IlchaeJung / RT-MDNet

101 stars 30 forks source link

The padding operation discussion #7

Open sydney0zq opened 5 years ago

sydney0zq commented 5 years ago

Hi, thanks for releasing the excellent work.

However, I have several points that cannot figure out well.

Firstly it is in the modules/pretrain_opts.py and options.py. As we can see, there are parameters like padding_ratio and jitter. I also found in https://github.com/IlchaeJung/RT-MDNet/blob/master/modules/data_prov.py, we compute the extra padding area to get a larger image and then we use jitter to scale this image, finally we crop the positive and negative regions. This operations are also applied when online tracking.

Is this just a means of augmentation? Or because MDNet's conv layers have no padding, therefore you add some uncertain padding to enlarge the origin image size? I cannot figure it out and it seems that your paper doesn't explain it at all. Can you please why we do this padding and jitter operations?

Thank you very much!

IlchaeJung commented 5 years ago

Hi, thanks for releasing the excellent work.

However, I have several points that cannot figure out well.

Firstly it is in the modules/pretrain_opts.py and options.py. As we can see, there are parameters like padding_ratio and jitter. I also found in https://github.com/IlchaeJung/RT-MDNet/blob/master/modules/data_prov.py, we compute the extra padding area to get a larger image and then we use jitter to scale this image, finally we crop the positive and negative regions. This operations are also applied when online tracking.

Is this just a means of augmentation? Or because MDNet's conv layers have no padding, therefore you add some uncertain padding to enlarge the origin image size? I cannot figure it out and it seems that your paper doesn't explain it at all. Can you please why we do this padding and jitter operations?

Thank you very much!

Thank you for your interests. Padding is used for each patch of candidate in MDNet. It has an effect to observe the boundary of object in online precisely. Without the padding, detected target size becomes smaller and smaller while detected target size becomes bigger otherwise, with in-proper padding size.
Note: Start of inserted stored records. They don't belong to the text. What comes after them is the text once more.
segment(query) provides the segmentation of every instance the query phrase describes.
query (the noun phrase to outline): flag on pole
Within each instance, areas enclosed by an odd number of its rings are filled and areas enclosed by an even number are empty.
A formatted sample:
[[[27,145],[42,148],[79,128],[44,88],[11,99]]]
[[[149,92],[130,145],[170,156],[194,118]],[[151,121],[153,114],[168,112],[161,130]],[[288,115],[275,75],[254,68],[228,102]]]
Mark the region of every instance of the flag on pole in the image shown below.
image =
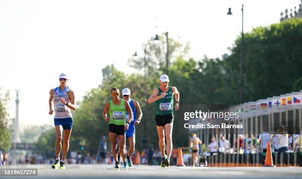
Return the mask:
[[[281,95],[281,106],[280,107],[282,111],[284,111],[286,109],[286,95]]]
[[[302,103],[301,103],[301,92],[296,92],[292,93],[292,97],[293,98],[293,108],[294,109],[298,109],[301,108]]]
[[[281,107],[281,97],[274,96],[272,99],[272,112],[279,112],[282,111]]]
[[[267,113],[270,114],[272,112],[272,98],[267,98]]]

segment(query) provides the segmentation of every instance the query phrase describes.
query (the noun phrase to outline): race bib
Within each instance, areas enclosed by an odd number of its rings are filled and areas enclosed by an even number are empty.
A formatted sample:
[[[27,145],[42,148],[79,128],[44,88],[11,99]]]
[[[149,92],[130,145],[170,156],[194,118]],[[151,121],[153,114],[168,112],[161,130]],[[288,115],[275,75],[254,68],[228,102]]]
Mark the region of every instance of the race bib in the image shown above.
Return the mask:
[[[56,112],[65,112],[67,109],[66,105],[62,104],[58,104],[55,105]]]
[[[133,115],[132,115],[132,121],[131,122],[133,122]],[[130,116],[130,114],[126,114],[126,121],[127,121],[127,122],[128,122],[128,121],[129,121],[129,117]]]
[[[123,119],[124,116],[124,111],[113,111],[113,119]]]
[[[164,103],[159,104],[159,110],[171,110],[172,108],[172,103]]]

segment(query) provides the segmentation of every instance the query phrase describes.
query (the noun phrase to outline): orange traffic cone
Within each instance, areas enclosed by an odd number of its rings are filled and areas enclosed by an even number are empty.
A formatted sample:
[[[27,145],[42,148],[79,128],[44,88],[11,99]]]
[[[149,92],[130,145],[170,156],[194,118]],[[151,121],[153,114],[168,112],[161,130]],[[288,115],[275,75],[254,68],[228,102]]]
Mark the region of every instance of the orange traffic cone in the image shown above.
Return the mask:
[[[267,143],[267,147],[266,148],[266,156],[265,157],[265,163],[264,167],[273,167],[275,166],[272,162],[272,156],[271,155],[271,149],[270,148],[270,143]]]
[[[136,152],[136,157],[135,157],[135,164],[141,165],[141,157],[140,157],[140,152]]]
[[[184,158],[183,157],[183,151],[182,151],[182,149],[179,148],[178,149],[178,162],[177,162],[177,166],[186,166],[185,164],[184,164]]]
[[[112,160],[111,160],[111,155],[110,153],[108,154],[108,164],[112,164]]]

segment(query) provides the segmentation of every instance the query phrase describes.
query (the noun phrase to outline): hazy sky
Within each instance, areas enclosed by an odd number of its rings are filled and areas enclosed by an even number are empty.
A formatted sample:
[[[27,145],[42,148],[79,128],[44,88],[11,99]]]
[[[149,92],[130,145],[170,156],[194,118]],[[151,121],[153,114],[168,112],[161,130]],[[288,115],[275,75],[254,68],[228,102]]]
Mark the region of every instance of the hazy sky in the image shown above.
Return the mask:
[[[59,85],[60,73],[70,76],[69,85],[80,100],[99,85],[107,65],[131,72],[128,58],[135,51],[141,54],[141,44],[156,33],[168,31],[190,41],[190,56],[196,59],[229,53],[227,48],[240,33],[242,3],[247,32],[278,23],[281,11],[301,2],[0,0],[0,86],[10,92],[10,117],[17,88],[21,125],[53,125],[49,91]],[[226,15],[229,7],[232,16]]]

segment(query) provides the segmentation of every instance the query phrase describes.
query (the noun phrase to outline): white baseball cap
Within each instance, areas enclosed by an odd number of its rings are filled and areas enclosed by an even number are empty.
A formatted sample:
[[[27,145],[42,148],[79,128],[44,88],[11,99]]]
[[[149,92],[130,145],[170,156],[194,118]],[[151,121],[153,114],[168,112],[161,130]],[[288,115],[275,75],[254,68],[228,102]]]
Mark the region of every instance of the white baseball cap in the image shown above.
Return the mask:
[[[162,74],[159,77],[159,80],[161,82],[170,81],[169,80],[169,76],[166,74]]]
[[[67,76],[67,75],[64,73],[62,73],[60,74],[60,76],[59,76],[59,78],[69,79],[69,78],[68,78],[68,76]]]
[[[131,94],[131,91],[129,88],[124,88],[122,91],[122,94],[123,95],[130,95]]]

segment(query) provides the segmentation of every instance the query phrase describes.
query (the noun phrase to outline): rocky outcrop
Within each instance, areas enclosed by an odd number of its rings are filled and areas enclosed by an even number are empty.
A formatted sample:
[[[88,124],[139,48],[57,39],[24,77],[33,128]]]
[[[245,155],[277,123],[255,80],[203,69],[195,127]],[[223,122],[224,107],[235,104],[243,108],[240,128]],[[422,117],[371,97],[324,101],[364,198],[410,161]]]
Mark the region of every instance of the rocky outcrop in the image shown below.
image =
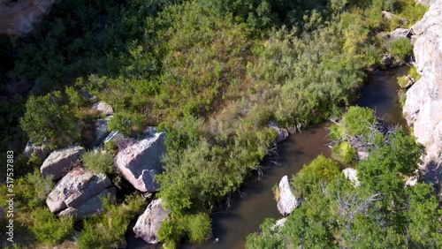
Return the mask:
[[[158,230],[163,221],[169,219],[171,211],[161,206],[161,199],[150,202],[146,211],[138,217],[133,232],[149,244],[158,243]]]
[[[403,111],[417,141],[426,147],[421,170],[427,181],[442,180],[442,0],[432,4],[411,28],[415,66],[422,75],[407,92]]]
[[[74,220],[82,220],[103,212],[103,198],[109,197],[110,201],[115,200],[115,187],[104,189],[97,195],[80,204],[76,208],[69,207],[61,211],[58,215],[72,215]]]
[[[283,215],[289,215],[300,206],[300,200],[294,197],[287,176],[284,176],[279,182],[277,198],[278,210]]]
[[[52,175],[54,179],[59,179],[67,174],[72,163],[84,152],[84,148],[80,146],[56,150],[46,158],[40,171],[43,177]]]
[[[111,182],[106,175],[93,174],[82,168],[76,168],[56,185],[48,195],[46,204],[52,213],[68,208],[88,208],[90,205],[85,207],[85,203],[110,185]]]
[[[112,115],[113,114],[112,106],[110,106],[110,104],[107,104],[103,102],[99,102],[95,103],[92,106],[92,109],[95,109],[103,115]]]
[[[347,168],[342,170],[346,178],[350,180],[354,186],[358,187],[361,185],[361,183],[358,180],[358,172],[356,170],[352,168]]]
[[[31,141],[27,141],[27,147],[23,151],[23,155],[27,157],[31,157],[33,155],[38,157],[41,162],[44,162],[48,155],[50,154],[50,149],[44,144],[42,145],[34,145]]]
[[[382,11],[381,14],[382,17],[388,21],[397,19],[400,25],[407,25],[408,23],[406,19],[397,16],[389,11]]]
[[[115,140],[118,153],[115,157],[117,170],[141,192],[156,192],[159,185],[154,177],[163,170],[161,157],[165,154],[165,133],[149,128],[141,140]]]
[[[0,2],[0,34],[23,35],[47,13],[55,0],[18,0]]]
[[[277,132],[277,138],[276,138],[276,142],[280,143],[286,140],[289,136],[290,133],[288,132],[287,129],[281,128],[279,127],[275,122],[271,121],[269,122],[269,127],[274,129]]]

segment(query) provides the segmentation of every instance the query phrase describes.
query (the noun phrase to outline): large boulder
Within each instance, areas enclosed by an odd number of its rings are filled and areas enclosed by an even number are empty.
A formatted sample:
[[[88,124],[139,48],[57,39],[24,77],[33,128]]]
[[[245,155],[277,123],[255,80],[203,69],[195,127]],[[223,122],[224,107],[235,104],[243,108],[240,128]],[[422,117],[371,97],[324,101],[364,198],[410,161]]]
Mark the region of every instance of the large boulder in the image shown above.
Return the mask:
[[[115,200],[115,187],[104,189],[76,208],[69,207],[61,211],[58,215],[72,215],[74,220],[79,221],[100,214],[103,211],[102,199],[105,197],[109,197],[109,200],[113,201]]]
[[[269,122],[269,127],[274,129],[277,132],[277,133],[278,133],[278,136],[276,138],[277,143],[280,143],[280,142],[284,141],[285,140],[286,140],[290,136],[290,133],[288,132],[287,129],[279,127],[273,121]]]
[[[287,176],[281,178],[278,192],[278,210],[281,215],[287,215],[300,206],[300,200],[294,197]]]
[[[407,91],[403,108],[408,124],[414,126],[417,141],[426,147],[422,167],[431,165],[433,170],[426,171],[431,172],[440,172],[436,169],[440,169],[442,162],[441,13],[442,0],[433,1],[423,18],[411,27],[418,35],[414,53],[422,78]],[[436,177],[439,181],[440,175]]]
[[[92,105],[92,109],[98,111],[103,115],[112,115],[113,108],[110,104],[107,104],[103,102],[99,102]]]
[[[138,217],[133,232],[149,244],[158,243],[158,230],[163,221],[169,219],[171,211],[161,206],[161,199],[150,202],[146,211]]]
[[[50,149],[46,145],[44,144],[35,145],[31,141],[27,141],[27,147],[23,151],[23,155],[26,155],[27,157],[31,157],[34,155],[37,156],[38,159],[41,160],[41,162],[43,162],[46,159],[46,157],[48,157],[49,154],[50,154]]]
[[[65,176],[72,163],[74,163],[85,152],[80,146],[59,149],[52,152],[43,162],[40,171],[43,177],[52,175],[54,179],[59,179]]]
[[[106,175],[76,168],[56,185],[48,195],[46,204],[52,213],[67,208],[77,208],[110,185]]]
[[[159,187],[154,177],[163,170],[161,157],[166,153],[165,135],[150,127],[141,140],[123,138],[115,141],[118,147],[115,157],[117,170],[141,192],[156,192]]]
[[[390,40],[397,40],[400,38],[409,38],[412,35],[411,29],[409,28],[396,28],[390,34]]]
[[[356,187],[361,185],[361,183],[358,180],[358,172],[356,170],[352,168],[347,168],[344,169],[344,170],[342,170],[342,173],[344,173],[346,178],[347,178],[352,182],[353,185]]]

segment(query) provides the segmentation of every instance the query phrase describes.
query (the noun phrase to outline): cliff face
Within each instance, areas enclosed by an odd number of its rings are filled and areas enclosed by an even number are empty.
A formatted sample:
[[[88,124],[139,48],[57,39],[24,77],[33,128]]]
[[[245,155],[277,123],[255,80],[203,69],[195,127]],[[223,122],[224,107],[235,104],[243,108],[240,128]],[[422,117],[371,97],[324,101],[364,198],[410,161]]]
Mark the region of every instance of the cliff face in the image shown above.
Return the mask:
[[[23,35],[33,30],[55,0],[0,0],[0,34]]]
[[[442,182],[442,0],[431,0],[423,18],[412,26],[418,36],[414,53],[422,78],[407,92],[408,124],[425,146],[423,165],[427,180]]]

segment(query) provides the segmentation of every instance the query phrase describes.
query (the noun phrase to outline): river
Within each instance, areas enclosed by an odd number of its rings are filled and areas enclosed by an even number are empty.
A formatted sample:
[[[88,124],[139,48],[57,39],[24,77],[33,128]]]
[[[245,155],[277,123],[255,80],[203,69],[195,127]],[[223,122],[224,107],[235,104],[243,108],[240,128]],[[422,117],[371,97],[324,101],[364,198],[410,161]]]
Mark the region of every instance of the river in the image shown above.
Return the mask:
[[[371,72],[360,97],[354,104],[375,109],[377,115],[389,124],[406,124],[399,103],[396,76],[403,75],[407,67]],[[183,245],[183,248],[243,249],[248,234],[259,230],[265,218],[282,218],[277,209],[271,188],[282,177],[296,174],[304,164],[319,155],[330,155],[327,147],[328,124],[312,127],[290,136],[278,146],[278,156],[263,164],[263,177],[254,177],[241,188],[241,194],[233,198],[228,210],[211,215],[213,238],[201,245]],[[218,241],[216,242],[216,238]],[[149,246],[141,239],[128,241],[127,248],[158,248]],[[144,244],[144,245],[143,245]],[[135,246],[136,245],[136,246]]]

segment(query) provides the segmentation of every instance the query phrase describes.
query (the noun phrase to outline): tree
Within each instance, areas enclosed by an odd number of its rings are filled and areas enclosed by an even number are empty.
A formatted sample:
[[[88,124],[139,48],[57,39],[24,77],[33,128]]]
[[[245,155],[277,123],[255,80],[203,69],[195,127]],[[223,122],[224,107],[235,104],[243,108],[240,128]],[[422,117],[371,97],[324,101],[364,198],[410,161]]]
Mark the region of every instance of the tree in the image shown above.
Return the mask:
[[[52,147],[71,144],[80,138],[80,126],[73,110],[61,104],[60,92],[44,96],[31,95],[27,102],[21,128],[34,143],[46,140]]]

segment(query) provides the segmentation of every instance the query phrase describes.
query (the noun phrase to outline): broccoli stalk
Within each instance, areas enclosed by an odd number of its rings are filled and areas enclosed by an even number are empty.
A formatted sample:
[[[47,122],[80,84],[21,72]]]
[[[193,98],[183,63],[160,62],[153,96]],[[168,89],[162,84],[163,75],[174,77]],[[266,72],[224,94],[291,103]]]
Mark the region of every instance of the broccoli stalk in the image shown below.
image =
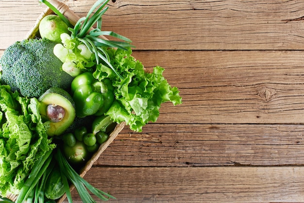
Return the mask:
[[[62,70],[63,63],[54,54],[56,44],[46,38],[31,39],[9,46],[0,59],[1,84],[31,98],[51,87],[68,90],[73,77]]]

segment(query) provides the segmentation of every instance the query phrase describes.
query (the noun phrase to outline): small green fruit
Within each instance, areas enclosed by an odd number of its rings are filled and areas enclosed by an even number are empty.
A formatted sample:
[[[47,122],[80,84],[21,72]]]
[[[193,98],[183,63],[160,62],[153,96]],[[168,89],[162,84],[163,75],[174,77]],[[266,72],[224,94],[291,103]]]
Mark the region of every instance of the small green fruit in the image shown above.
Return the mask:
[[[68,25],[55,15],[50,15],[43,17],[39,25],[41,38],[46,38],[53,42],[61,43],[60,34],[69,34]]]

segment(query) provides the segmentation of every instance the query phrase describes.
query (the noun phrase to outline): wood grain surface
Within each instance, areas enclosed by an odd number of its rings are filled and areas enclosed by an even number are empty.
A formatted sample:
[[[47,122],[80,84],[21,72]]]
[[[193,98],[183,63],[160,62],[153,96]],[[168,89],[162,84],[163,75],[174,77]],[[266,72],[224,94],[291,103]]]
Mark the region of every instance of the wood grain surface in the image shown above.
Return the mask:
[[[46,7],[0,0],[0,55]],[[95,0],[62,0],[80,17]],[[104,30],[183,103],[126,126],[84,176],[110,202],[304,202],[304,1],[110,0]],[[76,191],[75,202],[80,202]]]

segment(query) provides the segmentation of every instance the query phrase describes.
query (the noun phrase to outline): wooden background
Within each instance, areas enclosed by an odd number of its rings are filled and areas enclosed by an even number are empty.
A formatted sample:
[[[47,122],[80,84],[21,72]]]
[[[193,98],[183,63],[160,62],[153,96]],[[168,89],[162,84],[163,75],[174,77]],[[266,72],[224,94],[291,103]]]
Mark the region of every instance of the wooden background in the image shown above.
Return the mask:
[[[46,7],[0,0],[0,54]],[[95,0],[63,0],[83,17]],[[304,202],[304,1],[113,0],[103,30],[182,105],[125,128],[85,175],[110,202]],[[80,202],[76,192],[75,202]]]

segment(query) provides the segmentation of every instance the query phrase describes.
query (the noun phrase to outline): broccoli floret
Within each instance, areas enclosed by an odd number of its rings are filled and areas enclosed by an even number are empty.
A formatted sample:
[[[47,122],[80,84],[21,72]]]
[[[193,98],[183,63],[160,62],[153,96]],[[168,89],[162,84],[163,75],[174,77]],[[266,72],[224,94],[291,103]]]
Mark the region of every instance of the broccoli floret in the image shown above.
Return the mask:
[[[38,97],[51,87],[68,91],[73,78],[62,70],[62,62],[54,54],[56,44],[43,38],[11,45],[0,59],[1,83],[28,97]]]

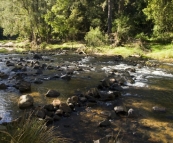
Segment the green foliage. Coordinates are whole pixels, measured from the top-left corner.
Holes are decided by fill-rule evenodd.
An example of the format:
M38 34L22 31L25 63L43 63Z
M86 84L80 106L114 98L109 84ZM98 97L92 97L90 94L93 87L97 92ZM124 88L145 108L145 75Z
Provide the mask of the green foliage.
M99 27L92 28L90 27L90 31L85 35L85 41L87 46L103 46L106 45L108 40L108 36L104 35Z
M140 40L142 40L142 41L147 41L147 40L149 40L149 37L148 37L146 34L144 34L143 32L140 33L140 34L137 34L135 38L136 38L136 39L140 39Z
M131 25L129 24L129 17L121 15L119 18L114 20L112 31L117 33L117 40L125 41L129 36L130 28Z
M56 136L53 127L47 127L43 121L36 118L23 118L17 125L8 127L9 131L1 131L4 143L58 143L62 142Z
M154 23L154 35L173 32L173 0L147 0L148 5L143 10L149 20Z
Therefore, in RT-MDNet, we also apply padded image patch for each object proposal.

For jittering, you're right. it is for means of data augmentation and cover the range of step-size between elements of activations.

xi-mao commented 5 years ago

@sydney0zq I think the padding is a patch including all neg_examples., such as padded_x1 = (neg_examples[:,0]-neg_examples[:,2](opts['padding']-1.)/2.).min() padded_y1 = (neg_examples[:,1]-neg_examples[:,3](opts['padding']-1.)/2.).min() padded_x2 = (neg_examples[:,0]+neg_examples[:,2](opts['padding']+1.)/2.).max() padded_y2 = (neg_examples[:,1]+neg_examples[:,3](opts['padding']+1.)/2.).max()